American businessman (born 1969)

Jamie Mulholland (born 31 May 1969) is the founder of Mulholland Leisure, a hospitality development company. Entertainment venues which he has created include Cain, the pioneering Manhattan nightclub that defined early 2000s nightlife, Cain at the Cove Atlantis in the Bahamas, GoldBar lounge in downtown New York City and The Surf Lodge in Montauk, New York. His latest concepts include Ketchy Shuby in SoHo and Ketchy Beach in Southampton.

== Early life ==
Mulholland was born in South Africa, to parents Diane Wilson and Gordon Mulholland, a South African soap opera star. In 1994, Mulholland moved from the Caribbean island of Sint Maarten to New York where he began waiting tables at a local restaurant, later leaving to start a catering company. When his childhood friend Brandon Kerzner came to Manhattan, Kerzner offered Mulholland a position as bartender at Lotus, a club in the meatpacking district. Mulholland's skills at the club earned him the attention of management at PM Lounge, who hired him to manage the bar and their VIP list. From his experience, Mulholland gathered personnel and financial backing to open up his first club.

== Career ==
In 2004, Mulholland, with partner Jayma Cardoso, set up a night club called Cain in a taxi garage on Manhattan's west side, specializing in "bottle service". The venue received positive media coverage, so Mulholland arranged Cain pop-up locations in Park City, Utah for the Sundance Film Festival, Miami Beach for the MTV Video Music Awards, and the Hamptons.

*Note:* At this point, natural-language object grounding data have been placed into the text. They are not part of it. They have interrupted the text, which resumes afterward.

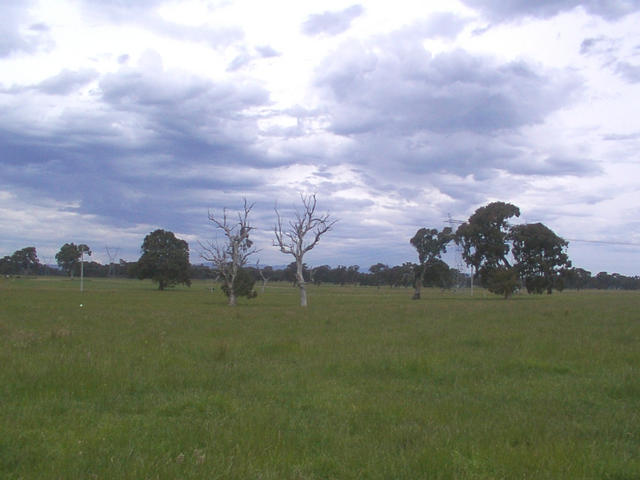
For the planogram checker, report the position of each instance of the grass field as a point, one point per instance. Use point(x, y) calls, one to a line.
point(365, 383)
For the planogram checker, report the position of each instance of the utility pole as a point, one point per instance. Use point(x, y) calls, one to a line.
point(459, 263)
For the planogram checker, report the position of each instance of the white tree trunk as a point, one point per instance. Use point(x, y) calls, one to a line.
point(301, 284)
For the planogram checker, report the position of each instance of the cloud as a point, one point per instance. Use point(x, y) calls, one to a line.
point(400, 87)
point(499, 10)
point(142, 13)
point(18, 33)
point(66, 81)
point(142, 134)
point(628, 71)
point(331, 23)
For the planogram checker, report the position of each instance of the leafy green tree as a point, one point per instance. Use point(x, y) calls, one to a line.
point(26, 260)
point(484, 240)
point(577, 278)
point(229, 258)
point(540, 255)
point(502, 280)
point(302, 235)
point(164, 259)
point(430, 245)
point(438, 274)
point(68, 257)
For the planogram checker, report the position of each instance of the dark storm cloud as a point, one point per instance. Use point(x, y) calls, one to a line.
point(66, 81)
point(143, 14)
point(151, 132)
point(499, 10)
point(442, 24)
point(628, 71)
point(414, 115)
point(331, 23)
point(404, 89)
point(17, 32)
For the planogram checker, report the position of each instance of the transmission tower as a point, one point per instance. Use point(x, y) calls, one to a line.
point(112, 253)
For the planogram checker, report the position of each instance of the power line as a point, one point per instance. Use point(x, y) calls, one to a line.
point(604, 242)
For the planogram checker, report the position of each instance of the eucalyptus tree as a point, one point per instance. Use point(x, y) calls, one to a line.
point(230, 256)
point(541, 256)
point(430, 244)
point(69, 256)
point(484, 241)
point(300, 235)
point(164, 259)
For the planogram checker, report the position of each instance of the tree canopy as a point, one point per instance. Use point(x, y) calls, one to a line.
point(68, 257)
point(164, 259)
point(430, 244)
point(540, 255)
point(484, 242)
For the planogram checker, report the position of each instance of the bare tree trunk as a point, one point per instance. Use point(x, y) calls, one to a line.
point(301, 284)
point(418, 285)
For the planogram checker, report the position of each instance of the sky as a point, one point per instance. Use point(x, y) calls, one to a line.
point(120, 117)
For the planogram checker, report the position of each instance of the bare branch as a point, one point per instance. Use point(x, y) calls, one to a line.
point(292, 241)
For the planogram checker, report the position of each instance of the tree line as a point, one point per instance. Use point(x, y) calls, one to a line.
point(503, 257)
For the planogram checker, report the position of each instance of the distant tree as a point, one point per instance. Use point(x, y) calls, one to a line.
point(8, 266)
point(577, 278)
point(68, 257)
point(164, 259)
point(26, 260)
point(242, 285)
point(540, 255)
point(265, 274)
point(502, 280)
point(294, 239)
point(321, 274)
point(430, 245)
point(602, 281)
point(484, 241)
point(379, 273)
point(229, 257)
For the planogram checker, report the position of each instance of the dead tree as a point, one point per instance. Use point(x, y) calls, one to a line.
point(264, 277)
point(291, 241)
point(233, 254)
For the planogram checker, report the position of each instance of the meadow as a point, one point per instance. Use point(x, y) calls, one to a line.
point(363, 384)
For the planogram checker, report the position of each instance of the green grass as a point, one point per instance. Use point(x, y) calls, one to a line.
point(365, 383)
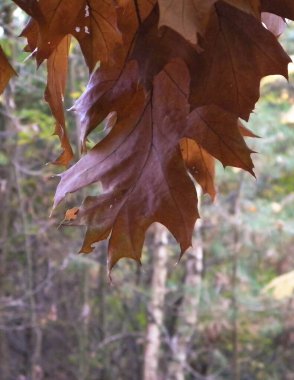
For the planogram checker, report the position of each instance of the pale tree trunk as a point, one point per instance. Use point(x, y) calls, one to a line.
point(188, 311)
point(156, 304)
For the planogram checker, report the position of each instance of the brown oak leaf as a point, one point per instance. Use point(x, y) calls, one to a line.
point(6, 71)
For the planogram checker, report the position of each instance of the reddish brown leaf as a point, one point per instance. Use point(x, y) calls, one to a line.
point(283, 8)
point(6, 71)
point(55, 18)
point(238, 52)
point(218, 132)
point(274, 23)
point(143, 175)
point(200, 164)
point(96, 31)
point(109, 88)
point(54, 94)
point(234, 43)
point(187, 17)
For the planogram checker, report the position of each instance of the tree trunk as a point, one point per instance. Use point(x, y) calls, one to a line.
point(156, 305)
point(188, 311)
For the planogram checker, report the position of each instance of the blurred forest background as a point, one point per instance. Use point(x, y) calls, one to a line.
point(225, 312)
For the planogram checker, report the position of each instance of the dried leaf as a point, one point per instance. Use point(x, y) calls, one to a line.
point(54, 95)
point(6, 71)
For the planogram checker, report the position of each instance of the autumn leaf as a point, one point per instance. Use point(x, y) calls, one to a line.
point(174, 78)
point(187, 17)
point(235, 42)
point(282, 8)
point(273, 23)
point(6, 71)
point(238, 53)
point(54, 95)
point(150, 188)
point(201, 165)
point(96, 31)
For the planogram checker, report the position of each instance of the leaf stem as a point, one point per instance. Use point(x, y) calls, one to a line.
point(138, 12)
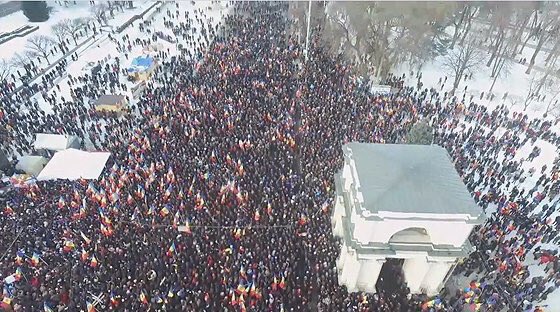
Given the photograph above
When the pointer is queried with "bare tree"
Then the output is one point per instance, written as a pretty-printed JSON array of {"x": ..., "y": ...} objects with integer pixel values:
[
  {"x": 21, "y": 60},
  {"x": 524, "y": 11},
  {"x": 549, "y": 27},
  {"x": 531, "y": 91},
  {"x": 99, "y": 12},
  {"x": 73, "y": 27},
  {"x": 463, "y": 61},
  {"x": 458, "y": 19},
  {"x": 380, "y": 35},
  {"x": 471, "y": 13},
  {"x": 41, "y": 45},
  {"x": 60, "y": 31},
  {"x": 5, "y": 69}
]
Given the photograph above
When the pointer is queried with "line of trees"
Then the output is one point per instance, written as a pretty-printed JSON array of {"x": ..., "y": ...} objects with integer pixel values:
[
  {"x": 40, "y": 48},
  {"x": 378, "y": 36}
]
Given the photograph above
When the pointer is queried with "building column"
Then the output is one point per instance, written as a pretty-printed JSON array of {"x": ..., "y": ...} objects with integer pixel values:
[
  {"x": 350, "y": 271},
  {"x": 438, "y": 271},
  {"x": 337, "y": 216},
  {"x": 415, "y": 270},
  {"x": 342, "y": 257},
  {"x": 369, "y": 273}
]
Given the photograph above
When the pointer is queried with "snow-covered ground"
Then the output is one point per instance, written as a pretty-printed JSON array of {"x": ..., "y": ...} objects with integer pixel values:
[
  {"x": 516, "y": 85},
  {"x": 103, "y": 50},
  {"x": 82, "y": 9}
]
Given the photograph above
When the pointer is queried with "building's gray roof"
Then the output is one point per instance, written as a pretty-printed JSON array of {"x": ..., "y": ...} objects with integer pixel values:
[
  {"x": 109, "y": 99},
  {"x": 410, "y": 179}
]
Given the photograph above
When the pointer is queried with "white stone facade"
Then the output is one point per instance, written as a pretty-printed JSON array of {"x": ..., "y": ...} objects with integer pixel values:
[{"x": 429, "y": 243}]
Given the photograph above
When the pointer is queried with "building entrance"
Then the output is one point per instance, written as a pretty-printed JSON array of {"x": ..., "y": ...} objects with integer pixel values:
[{"x": 391, "y": 276}]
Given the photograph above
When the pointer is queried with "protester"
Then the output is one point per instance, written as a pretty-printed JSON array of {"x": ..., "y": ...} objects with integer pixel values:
[{"x": 237, "y": 146}]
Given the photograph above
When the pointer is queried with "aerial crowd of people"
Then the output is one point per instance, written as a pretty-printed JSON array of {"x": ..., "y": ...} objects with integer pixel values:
[{"x": 218, "y": 192}]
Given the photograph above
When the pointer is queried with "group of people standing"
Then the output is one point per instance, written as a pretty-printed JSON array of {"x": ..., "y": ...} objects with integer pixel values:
[{"x": 218, "y": 193}]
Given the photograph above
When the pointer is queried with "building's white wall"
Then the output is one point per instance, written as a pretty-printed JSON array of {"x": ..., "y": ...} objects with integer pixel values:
[
  {"x": 339, "y": 212},
  {"x": 436, "y": 273},
  {"x": 440, "y": 232},
  {"x": 348, "y": 274},
  {"x": 369, "y": 272},
  {"x": 415, "y": 270}
]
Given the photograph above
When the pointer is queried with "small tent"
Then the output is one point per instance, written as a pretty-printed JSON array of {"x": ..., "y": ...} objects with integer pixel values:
[
  {"x": 141, "y": 67},
  {"x": 55, "y": 142},
  {"x": 4, "y": 162},
  {"x": 31, "y": 164},
  {"x": 110, "y": 102},
  {"x": 73, "y": 164}
]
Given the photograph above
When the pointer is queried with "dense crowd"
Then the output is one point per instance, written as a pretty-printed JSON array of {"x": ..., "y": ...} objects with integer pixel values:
[{"x": 218, "y": 193}]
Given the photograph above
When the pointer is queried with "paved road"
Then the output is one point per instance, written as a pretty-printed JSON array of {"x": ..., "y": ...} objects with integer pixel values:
[{"x": 9, "y": 7}]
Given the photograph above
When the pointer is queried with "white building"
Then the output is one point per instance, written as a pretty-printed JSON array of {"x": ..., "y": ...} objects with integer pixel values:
[{"x": 401, "y": 201}]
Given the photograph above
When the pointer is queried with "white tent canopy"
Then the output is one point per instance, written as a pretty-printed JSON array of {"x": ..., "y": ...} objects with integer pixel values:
[
  {"x": 55, "y": 142},
  {"x": 31, "y": 164},
  {"x": 74, "y": 164}
]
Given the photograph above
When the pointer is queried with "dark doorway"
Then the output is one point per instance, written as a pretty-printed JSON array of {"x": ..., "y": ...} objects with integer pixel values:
[{"x": 391, "y": 276}]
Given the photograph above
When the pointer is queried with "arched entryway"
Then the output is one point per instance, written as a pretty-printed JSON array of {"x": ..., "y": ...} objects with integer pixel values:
[{"x": 412, "y": 235}]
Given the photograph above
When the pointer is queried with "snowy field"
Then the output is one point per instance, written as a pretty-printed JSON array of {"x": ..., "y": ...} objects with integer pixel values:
[
  {"x": 58, "y": 13},
  {"x": 515, "y": 84}
]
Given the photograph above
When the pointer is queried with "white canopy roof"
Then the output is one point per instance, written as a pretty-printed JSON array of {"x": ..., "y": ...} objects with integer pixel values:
[
  {"x": 74, "y": 164},
  {"x": 55, "y": 142},
  {"x": 31, "y": 164}
]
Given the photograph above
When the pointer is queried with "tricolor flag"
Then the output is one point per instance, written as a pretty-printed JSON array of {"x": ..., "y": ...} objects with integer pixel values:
[
  {"x": 7, "y": 300},
  {"x": 104, "y": 219},
  {"x": 302, "y": 219},
  {"x": 93, "y": 262},
  {"x": 129, "y": 199},
  {"x": 176, "y": 219},
  {"x": 143, "y": 298},
  {"x": 168, "y": 191},
  {"x": 164, "y": 211},
  {"x": 8, "y": 210},
  {"x": 18, "y": 274},
  {"x": 35, "y": 259},
  {"x": 84, "y": 255},
  {"x": 90, "y": 307},
  {"x": 68, "y": 246},
  {"x": 61, "y": 202},
  {"x": 171, "y": 250},
  {"x": 282, "y": 283},
  {"x": 237, "y": 233},
  {"x": 113, "y": 299},
  {"x": 274, "y": 283},
  {"x": 233, "y": 299},
  {"x": 20, "y": 254},
  {"x": 85, "y": 238},
  {"x": 241, "y": 289}
]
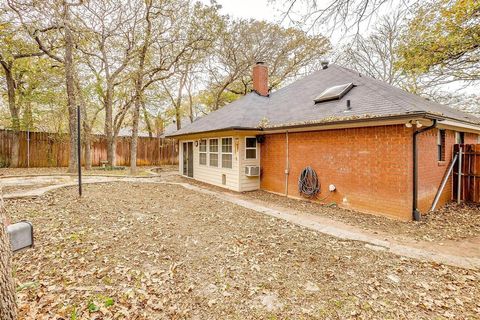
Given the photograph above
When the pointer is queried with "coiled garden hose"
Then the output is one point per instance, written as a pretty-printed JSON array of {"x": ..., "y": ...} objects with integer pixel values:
[{"x": 308, "y": 184}]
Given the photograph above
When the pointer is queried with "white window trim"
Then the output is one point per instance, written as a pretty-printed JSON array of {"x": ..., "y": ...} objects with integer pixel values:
[
  {"x": 200, "y": 152},
  {"x": 256, "y": 149},
  {"x": 222, "y": 153},
  {"x": 217, "y": 153}
]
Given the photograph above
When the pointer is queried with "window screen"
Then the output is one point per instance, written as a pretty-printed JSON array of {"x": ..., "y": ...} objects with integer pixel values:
[
  {"x": 227, "y": 153},
  {"x": 202, "y": 152},
  {"x": 213, "y": 151},
  {"x": 251, "y": 148},
  {"x": 441, "y": 145}
]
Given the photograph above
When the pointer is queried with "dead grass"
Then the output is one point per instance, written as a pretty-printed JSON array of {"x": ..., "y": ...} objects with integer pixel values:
[{"x": 144, "y": 251}]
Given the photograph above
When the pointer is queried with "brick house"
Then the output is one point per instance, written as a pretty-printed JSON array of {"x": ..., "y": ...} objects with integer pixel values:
[{"x": 357, "y": 133}]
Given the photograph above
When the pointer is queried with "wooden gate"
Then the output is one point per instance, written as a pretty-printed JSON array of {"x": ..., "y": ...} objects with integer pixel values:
[{"x": 470, "y": 173}]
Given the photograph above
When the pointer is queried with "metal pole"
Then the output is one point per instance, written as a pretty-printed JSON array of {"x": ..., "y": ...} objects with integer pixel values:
[
  {"x": 28, "y": 148},
  {"x": 287, "y": 164},
  {"x": 459, "y": 183},
  {"x": 79, "y": 153}
]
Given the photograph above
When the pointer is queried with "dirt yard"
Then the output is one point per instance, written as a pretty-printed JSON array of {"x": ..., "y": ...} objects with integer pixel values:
[
  {"x": 55, "y": 171},
  {"x": 150, "y": 251},
  {"x": 452, "y": 222}
]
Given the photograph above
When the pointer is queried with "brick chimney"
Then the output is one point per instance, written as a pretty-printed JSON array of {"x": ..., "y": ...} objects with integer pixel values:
[{"x": 260, "y": 79}]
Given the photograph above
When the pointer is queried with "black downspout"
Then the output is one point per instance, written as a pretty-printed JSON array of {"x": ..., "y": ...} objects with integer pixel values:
[{"x": 417, "y": 216}]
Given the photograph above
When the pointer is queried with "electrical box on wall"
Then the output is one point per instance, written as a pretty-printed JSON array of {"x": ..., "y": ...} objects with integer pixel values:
[{"x": 252, "y": 171}]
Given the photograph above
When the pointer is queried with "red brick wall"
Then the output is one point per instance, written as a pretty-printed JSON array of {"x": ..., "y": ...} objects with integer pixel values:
[
  {"x": 431, "y": 171},
  {"x": 370, "y": 167}
]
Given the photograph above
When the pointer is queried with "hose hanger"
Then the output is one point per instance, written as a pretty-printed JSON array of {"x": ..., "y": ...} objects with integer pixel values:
[{"x": 308, "y": 184}]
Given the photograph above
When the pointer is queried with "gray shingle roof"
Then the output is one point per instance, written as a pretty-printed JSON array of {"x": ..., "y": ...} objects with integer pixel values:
[{"x": 294, "y": 105}]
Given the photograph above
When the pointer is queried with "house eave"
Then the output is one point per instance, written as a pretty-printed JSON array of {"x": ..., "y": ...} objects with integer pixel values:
[
  {"x": 349, "y": 123},
  {"x": 179, "y": 136}
]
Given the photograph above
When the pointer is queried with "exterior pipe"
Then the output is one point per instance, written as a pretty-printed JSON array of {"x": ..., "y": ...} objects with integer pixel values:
[
  {"x": 444, "y": 183},
  {"x": 287, "y": 165},
  {"x": 417, "y": 216}
]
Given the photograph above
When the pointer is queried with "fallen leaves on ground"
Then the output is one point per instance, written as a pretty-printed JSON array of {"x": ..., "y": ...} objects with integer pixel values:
[{"x": 149, "y": 251}]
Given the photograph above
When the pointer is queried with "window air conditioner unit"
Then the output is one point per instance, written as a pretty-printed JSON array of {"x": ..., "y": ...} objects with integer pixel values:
[{"x": 252, "y": 171}]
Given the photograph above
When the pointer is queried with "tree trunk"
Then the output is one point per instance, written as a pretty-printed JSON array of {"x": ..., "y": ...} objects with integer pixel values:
[
  {"x": 147, "y": 120},
  {"x": 87, "y": 130},
  {"x": 88, "y": 151},
  {"x": 133, "y": 144},
  {"x": 71, "y": 98},
  {"x": 8, "y": 304},
  {"x": 109, "y": 126},
  {"x": 14, "y": 113},
  {"x": 139, "y": 91},
  {"x": 14, "y": 160}
]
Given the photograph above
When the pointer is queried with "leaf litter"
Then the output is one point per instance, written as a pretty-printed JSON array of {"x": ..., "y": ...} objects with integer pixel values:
[{"x": 149, "y": 251}]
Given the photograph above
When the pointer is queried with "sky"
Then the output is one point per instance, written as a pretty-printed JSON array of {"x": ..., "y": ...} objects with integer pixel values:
[{"x": 256, "y": 9}]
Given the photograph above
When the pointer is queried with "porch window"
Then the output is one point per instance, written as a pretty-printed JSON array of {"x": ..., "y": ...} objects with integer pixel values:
[
  {"x": 213, "y": 152},
  {"x": 251, "y": 148},
  {"x": 441, "y": 145},
  {"x": 227, "y": 153},
  {"x": 459, "y": 137},
  {"x": 202, "y": 149}
]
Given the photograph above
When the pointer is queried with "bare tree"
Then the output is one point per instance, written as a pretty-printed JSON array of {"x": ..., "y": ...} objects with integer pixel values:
[
  {"x": 13, "y": 49},
  {"x": 108, "y": 31},
  {"x": 40, "y": 20},
  {"x": 376, "y": 54},
  {"x": 336, "y": 14},
  {"x": 171, "y": 32},
  {"x": 288, "y": 52}
]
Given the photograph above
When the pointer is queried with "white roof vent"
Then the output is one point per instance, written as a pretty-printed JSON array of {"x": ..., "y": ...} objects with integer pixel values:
[{"x": 333, "y": 93}]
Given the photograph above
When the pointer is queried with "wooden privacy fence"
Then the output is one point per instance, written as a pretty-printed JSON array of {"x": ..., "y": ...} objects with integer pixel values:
[
  {"x": 42, "y": 149},
  {"x": 470, "y": 173}
]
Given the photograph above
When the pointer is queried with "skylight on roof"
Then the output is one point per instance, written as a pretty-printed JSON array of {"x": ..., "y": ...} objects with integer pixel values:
[{"x": 333, "y": 93}]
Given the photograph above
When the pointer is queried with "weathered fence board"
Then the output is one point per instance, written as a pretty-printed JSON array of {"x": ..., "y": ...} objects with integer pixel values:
[
  {"x": 41, "y": 149},
  {"x": 470, "y": 177}
]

In 2007, Mulholland opened both the GoldBar in NYC’s Nolita and Cain at The Cove Atlantis on Paradise Island in The Bahamas at the Atlantis Resort.

In 2008, Mulholland, opened The Surf Lodge, a 32-room hotel, night club and restaurant in Montauk, on the eastern end of Long Island.

Muholland Leisure has developed hospitality concepts including Ketchy Shuby and Ketchy Beach. Ketchy Shuby is a SoHo restaurant and lounge with dining and cocktail service. Ketchy Beach is a Southampton restaurant concept focused on coastal cuisine, wellness, sustainability, and DJ-led entertainment.